A produção que ganhar o primeiro lugar terá sua história ilustrada pelo profissional Alício Gomes, responsável pela produção visual da coleção “Tô Chegando”. E terá a sua disponibilização em forma de e-book, além de outros prêmios.

 

Considerações finais

Enquanto componentes do Grupo Unsum, estamos há 10 anos na caminhada objetivando promover a valorização da cultura e da tradição local. Entendemos que não se pode amar uma história e uma tradição se não as conhecemos. Refletir que num mundo globalizado e cheios de atrativos efêmeros e transitórios de valores, buscar na memória do coletivo próximo, dos grupos em que pertencemos, os elementos que nos unem e tecem identidades específicas de dessa comunidade é de vital importância. Um povo sem memória é um povo sem alicerce e facilmente manipulado pelos interesses de grupos economicamente globalizantes, que visam apenas os interesses das grandes empresas. E assim, nós nos tornamos presas fáceis senão nos apegarmos aos nossos valores, tradições e cultura e nos fortalecermos enquanto grupos.

 

Referências

GUIDOLIN, Camila e ZANOTTO, Gisele. Patrimônio Imaterial. In: Mapeamento do Patrimônio Imaterial de Passo Fundo/RS. Passo Fundo: Projeto Passo Fundo, 2016.

HORTA, Maria de Lourdes Parreiras. Os lugares de memória. Memória patrimônio e Identidade. Ministério da Educação: Boletim 4, abril 2005.

LE GOFF, Jacques. História e Memória. Campinas/São Paulo: Editora da UNICAMP, 1996.
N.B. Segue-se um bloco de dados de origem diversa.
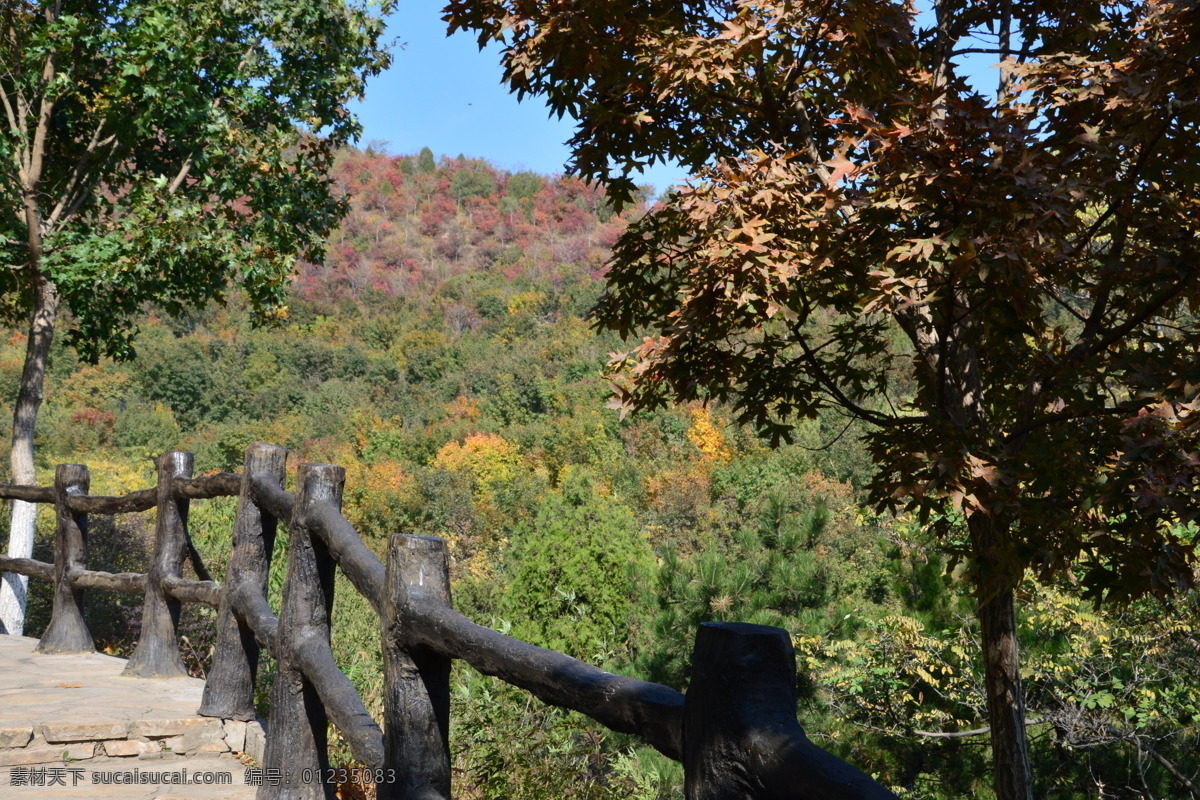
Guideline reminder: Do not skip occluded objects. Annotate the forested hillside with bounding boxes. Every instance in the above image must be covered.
[0,150,1200,800]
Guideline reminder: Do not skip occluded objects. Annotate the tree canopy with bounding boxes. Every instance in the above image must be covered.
[446,0,1200,799]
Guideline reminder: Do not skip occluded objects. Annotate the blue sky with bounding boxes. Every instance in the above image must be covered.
[348,0,684,192]
[358,0,996,192]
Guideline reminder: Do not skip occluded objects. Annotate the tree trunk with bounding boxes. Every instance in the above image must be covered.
[0,227,59,636]
[968,513,1033,800]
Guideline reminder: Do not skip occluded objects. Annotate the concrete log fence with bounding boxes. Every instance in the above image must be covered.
[0,444,895,800]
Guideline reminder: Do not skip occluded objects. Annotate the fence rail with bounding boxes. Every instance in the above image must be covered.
[0,444,895,800]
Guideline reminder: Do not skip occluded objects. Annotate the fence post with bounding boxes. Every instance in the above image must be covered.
[683,622,898,800]
[258,464,346,800]
[122,450,194,678]
[199,441,288,721]
[37,464,96,654]
[376,535,450,800]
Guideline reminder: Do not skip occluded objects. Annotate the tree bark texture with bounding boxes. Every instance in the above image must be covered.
[404,563,683,760]
[979,589,1033,800]
[0,272,60,636]
[37,464,96,654]
[259,464,346,800]
[378,535,450,800]
[199,441,288,721]
[683,622,895,800]
[122,450,194,678]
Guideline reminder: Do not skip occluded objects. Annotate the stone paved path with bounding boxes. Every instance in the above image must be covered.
[0,634,263,800]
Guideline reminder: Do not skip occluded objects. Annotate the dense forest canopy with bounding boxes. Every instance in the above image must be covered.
[0,150,1200,800]
[445,0,1200,800]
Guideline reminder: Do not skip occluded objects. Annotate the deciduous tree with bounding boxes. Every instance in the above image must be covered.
[446,0,1200,800]
[0,0,391,633]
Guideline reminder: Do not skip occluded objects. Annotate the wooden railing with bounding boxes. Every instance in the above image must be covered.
[0,444,895,800]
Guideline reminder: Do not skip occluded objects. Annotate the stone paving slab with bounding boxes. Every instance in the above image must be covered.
[0,634,264,800]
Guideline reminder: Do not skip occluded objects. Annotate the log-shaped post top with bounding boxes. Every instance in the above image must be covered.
[388,534,450,606]
[54,464,91,497]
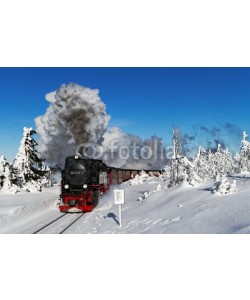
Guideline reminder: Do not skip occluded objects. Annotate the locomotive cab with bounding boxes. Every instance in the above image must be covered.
[59,156,110,212]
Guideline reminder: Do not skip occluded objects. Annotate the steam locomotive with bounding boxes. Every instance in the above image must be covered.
[59,155,159,212]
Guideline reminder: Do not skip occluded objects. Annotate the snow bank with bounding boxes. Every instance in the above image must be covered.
[212,176,237,195]
[0,186,60,233]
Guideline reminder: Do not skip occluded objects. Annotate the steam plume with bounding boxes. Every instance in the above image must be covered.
[35,83,110,166]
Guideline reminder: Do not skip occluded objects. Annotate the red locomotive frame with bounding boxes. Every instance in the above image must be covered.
[59,160,160,212]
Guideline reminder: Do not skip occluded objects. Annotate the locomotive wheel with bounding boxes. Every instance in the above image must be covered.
[93,191,99,206]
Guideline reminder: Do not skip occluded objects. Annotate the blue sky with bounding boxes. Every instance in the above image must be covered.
[0,68,250,160]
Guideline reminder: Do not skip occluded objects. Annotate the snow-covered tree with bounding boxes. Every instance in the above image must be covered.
[238,131,250,173]
[168,128,198,187]
[13,127,49,191]
[0,156,20,194]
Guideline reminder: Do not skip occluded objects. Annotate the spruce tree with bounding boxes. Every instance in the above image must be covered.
[0,156,20,193]
[13,127,48,191]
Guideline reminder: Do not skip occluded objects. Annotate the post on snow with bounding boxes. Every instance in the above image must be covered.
[114,190,125,227]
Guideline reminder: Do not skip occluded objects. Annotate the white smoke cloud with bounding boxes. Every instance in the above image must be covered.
[35,83,167,169]
[35,83,110,166]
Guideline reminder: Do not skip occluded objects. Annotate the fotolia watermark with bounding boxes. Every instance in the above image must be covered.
[76,140,174,160]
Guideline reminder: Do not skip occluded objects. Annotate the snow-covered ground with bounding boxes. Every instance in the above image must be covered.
[0,176,250,234]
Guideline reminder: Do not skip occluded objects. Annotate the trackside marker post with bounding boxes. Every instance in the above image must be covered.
[114,190,125,227]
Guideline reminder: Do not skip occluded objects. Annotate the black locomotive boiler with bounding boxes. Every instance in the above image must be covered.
[59,156,111,212]
[59,155,160,212]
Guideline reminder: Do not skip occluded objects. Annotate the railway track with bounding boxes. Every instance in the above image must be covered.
[33,213,85,234]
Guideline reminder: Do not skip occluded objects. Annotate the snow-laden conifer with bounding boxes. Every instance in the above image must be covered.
[13,127,52,192]
[0,156,20,194]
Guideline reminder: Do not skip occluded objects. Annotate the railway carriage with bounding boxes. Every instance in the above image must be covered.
[59,155,159,212]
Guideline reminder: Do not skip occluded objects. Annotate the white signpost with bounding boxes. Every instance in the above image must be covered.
[114,190,125,227]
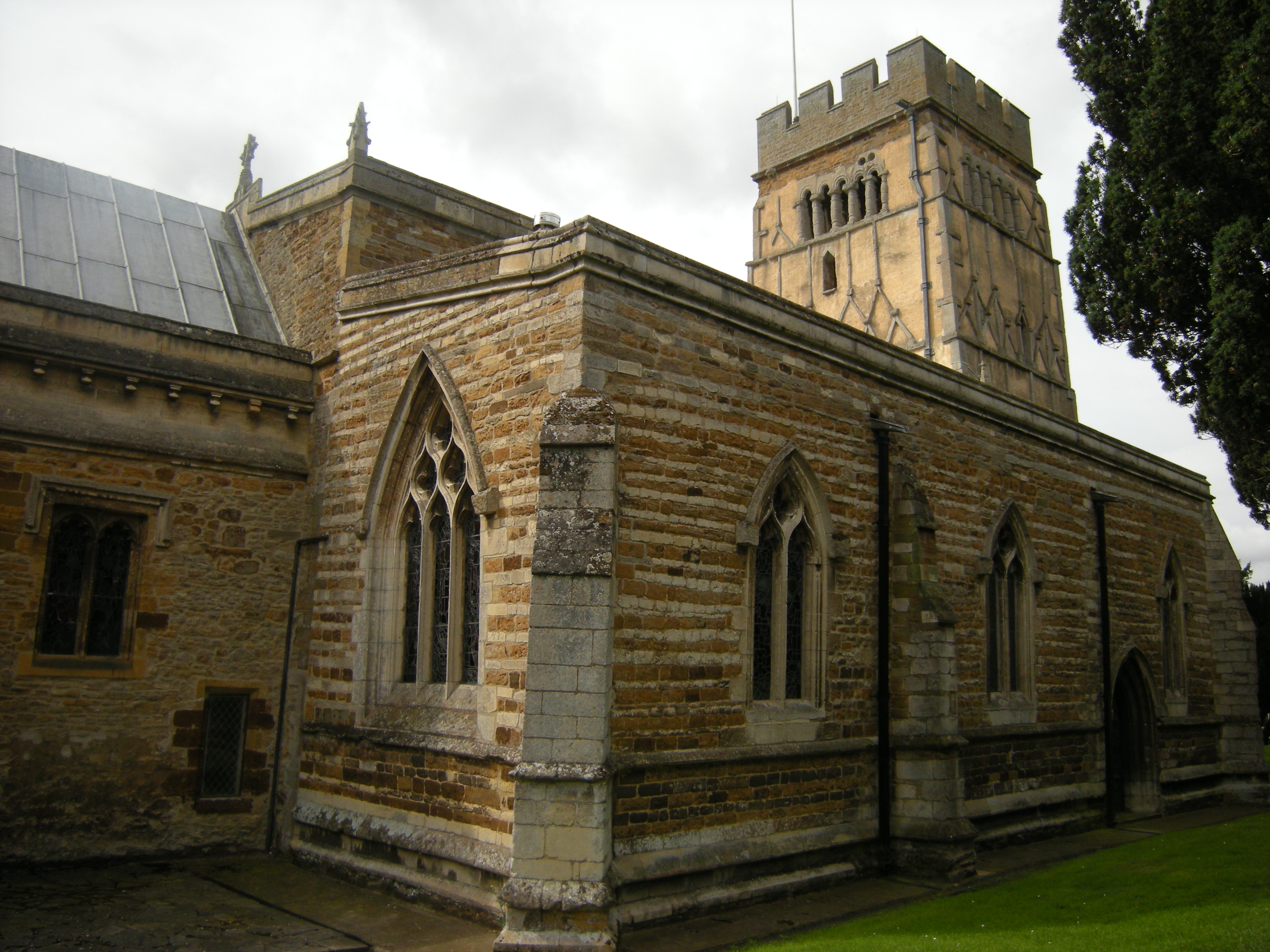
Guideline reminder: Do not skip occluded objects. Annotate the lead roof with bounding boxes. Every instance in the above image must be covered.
[0,146,283,343]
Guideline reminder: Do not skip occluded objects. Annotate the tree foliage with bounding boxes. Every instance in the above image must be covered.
[1059,0,1270,527]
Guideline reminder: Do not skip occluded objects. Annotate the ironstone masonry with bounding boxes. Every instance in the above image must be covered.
[0,39,1267,951]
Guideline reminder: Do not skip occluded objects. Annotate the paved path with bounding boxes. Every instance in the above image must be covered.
[0,807,1264,952]
[0,863,370,952]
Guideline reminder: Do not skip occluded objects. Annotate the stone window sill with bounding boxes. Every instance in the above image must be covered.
[194,797,251,814]
[18,651,146,678]
[746,701,824,744]
[987,691,1036,727]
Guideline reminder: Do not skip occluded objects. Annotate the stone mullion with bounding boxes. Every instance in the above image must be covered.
[768,533,789,701]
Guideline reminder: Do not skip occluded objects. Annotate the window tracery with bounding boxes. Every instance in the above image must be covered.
[400,401,480,684]
[37,506,137,658]
[984,518,1033,694]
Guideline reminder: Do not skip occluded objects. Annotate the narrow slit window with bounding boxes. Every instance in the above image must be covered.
[201,694,247,797]
[984,524,1029,694]
[785,525,808,698]
[399,401,481,684]
[1159,560,1185,691]
[753,530,776,701]
[432,504,451,683]
[401,500,423,682]
[462,509,480,684]
[821,251,838,294]
[751,477,817,701]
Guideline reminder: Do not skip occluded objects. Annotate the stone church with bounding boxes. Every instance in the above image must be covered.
[0,38,1267,951]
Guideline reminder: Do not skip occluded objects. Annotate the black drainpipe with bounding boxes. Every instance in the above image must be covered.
[1090,489,1120,826]
[264,536,330,853]
[869,416,908,871]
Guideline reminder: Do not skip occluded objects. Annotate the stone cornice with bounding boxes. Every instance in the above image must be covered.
[0,280,311,366]
[337,218,1210,503]
[235,155,533,237]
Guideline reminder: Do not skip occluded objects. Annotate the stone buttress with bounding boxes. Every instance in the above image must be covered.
[494,387,617,952]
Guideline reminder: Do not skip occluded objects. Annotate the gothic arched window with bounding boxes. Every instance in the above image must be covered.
[984,522,1029,693]
[751,475,818,701]
[37,508,137,656]
[401,402,480,684]
[1159,553,1186,691]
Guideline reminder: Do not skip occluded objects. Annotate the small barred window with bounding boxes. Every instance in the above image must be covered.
[199,694,247,797]
[37,506,140,656]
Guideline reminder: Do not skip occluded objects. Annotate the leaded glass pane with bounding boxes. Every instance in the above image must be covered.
[785,525,809,699]
[202,694,246,797]
[462,511,480,684]
[753,527,776,701]
[429,510,449,683]
[1006,560,1024,691]
[39,514,93,655]
[984,565,1001,693]
[84,522,132,655]
[401,500,423,683]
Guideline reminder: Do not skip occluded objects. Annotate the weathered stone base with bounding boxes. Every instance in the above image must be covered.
[494,906,617,952]
[291,828,503,927]
[974,796,1105,850]
[612,840,877,931]
[890,819,978,882]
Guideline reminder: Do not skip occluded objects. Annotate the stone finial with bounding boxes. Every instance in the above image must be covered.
[234,132,256,202]
[348,103,371,159]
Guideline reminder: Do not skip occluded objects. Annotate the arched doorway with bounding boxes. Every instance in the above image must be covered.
[1107,654,1159,814]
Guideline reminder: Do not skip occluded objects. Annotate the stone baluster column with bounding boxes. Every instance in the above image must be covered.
[494,388,617,952]
[865,175,881,215]
[794,196,812,241]
[812,196,829,235]
[829,188,847,229]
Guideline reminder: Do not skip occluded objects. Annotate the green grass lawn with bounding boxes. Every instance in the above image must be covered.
[747,814,1270,952]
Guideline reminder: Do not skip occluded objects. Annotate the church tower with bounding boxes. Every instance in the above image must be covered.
[749,37,1076,419]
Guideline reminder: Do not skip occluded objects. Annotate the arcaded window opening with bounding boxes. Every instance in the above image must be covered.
[400,401,480,684]
[821,251,838,294]
[1158,552,1186,692]
[751,473,819,701]
[35,506,141,658]
[983,509,1036,701]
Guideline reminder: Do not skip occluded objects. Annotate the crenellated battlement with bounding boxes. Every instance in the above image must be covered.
[758,37,1033,169]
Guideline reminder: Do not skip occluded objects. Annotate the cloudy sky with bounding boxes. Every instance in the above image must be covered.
[0,0,1270,580]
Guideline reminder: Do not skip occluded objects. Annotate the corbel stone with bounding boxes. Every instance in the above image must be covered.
[507,760,612,783]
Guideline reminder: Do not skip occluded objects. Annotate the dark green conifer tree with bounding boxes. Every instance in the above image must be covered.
[1059,0,1270,527]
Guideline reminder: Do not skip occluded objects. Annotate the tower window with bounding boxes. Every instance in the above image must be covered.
[984,522,1029,693]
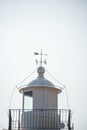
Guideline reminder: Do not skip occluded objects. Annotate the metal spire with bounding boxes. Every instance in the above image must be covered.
[34,50,47,66]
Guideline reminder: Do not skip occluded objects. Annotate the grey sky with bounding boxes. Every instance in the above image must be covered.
[0,0,87,130]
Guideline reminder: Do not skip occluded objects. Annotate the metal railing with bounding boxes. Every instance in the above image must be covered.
[9,109,71,130]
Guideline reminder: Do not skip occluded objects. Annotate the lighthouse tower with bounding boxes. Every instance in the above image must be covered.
[9,52,71,130]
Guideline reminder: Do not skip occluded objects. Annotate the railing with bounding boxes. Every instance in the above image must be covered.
[9,109,71,130]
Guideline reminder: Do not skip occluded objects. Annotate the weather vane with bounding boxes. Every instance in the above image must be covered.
[34,50,47,66]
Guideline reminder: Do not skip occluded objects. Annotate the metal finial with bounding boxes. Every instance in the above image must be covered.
[34,50,47,66]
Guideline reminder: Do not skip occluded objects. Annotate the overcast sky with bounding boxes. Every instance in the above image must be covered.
[0,0,87,130]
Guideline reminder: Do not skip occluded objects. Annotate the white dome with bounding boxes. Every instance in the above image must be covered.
[27,77,54,87]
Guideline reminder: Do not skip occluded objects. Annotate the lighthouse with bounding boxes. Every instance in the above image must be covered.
[9,52,71,130]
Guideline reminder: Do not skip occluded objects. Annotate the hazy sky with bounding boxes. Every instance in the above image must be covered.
[0,0,87,130]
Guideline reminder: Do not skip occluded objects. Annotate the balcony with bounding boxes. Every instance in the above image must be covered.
[9,109,71,130]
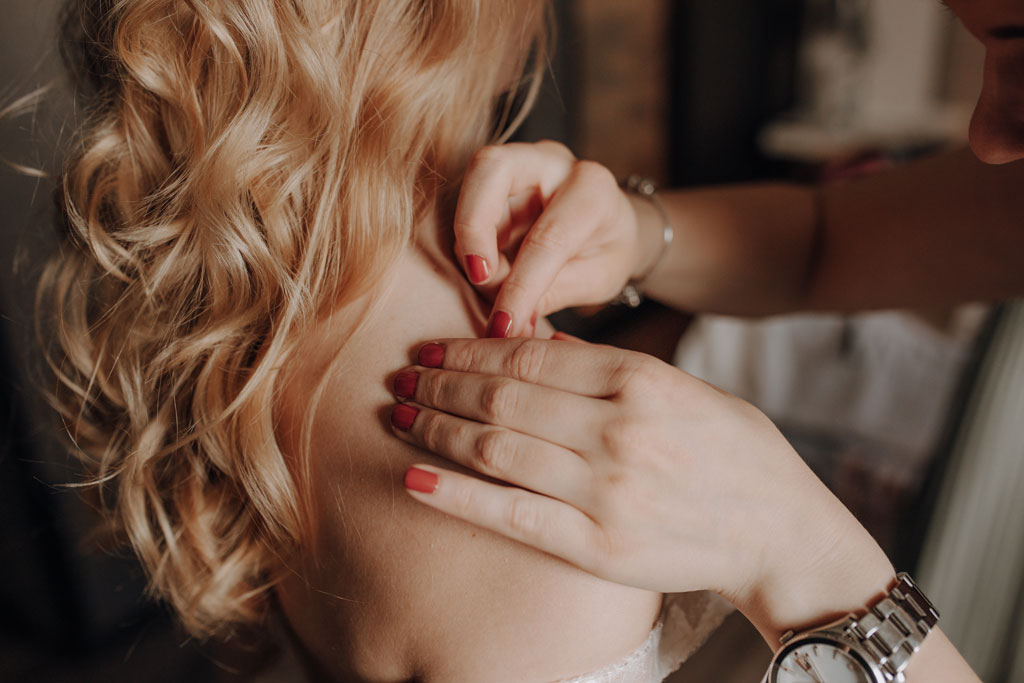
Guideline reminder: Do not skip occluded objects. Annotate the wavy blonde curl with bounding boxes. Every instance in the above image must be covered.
[39,0,544,636]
MURRAY, Charles. As Festas Populares como objetos de memória. Memória patrimônio e Identidade. Ministério da Educação: Boletim 4, abril 2005.

RIOS, José Arthur. Objetos não são coisas. Rio de Janeiro: José Arthur Rios, 2013.

SANTOS, Isabela de Oliveira.  A Contação de Histórias da Educação Infantil. Monografia apresentada ao Centro de Ciências do Homem (CCH), da Universidade Estadual do Norte Fluminense Darcy Ribeiro, como requisito para obtenção do título de Licenciatura em Pedagogia. Campos dos Goytacazes – RJ junho2018.

[1] É a perda do poder de captação de expressão da palavra ou símbolos que podem ocorrer em casos de lesões em centros celebrais, mas que não acontecem por defeito ou perda auditiva ou do mecanismo fonador.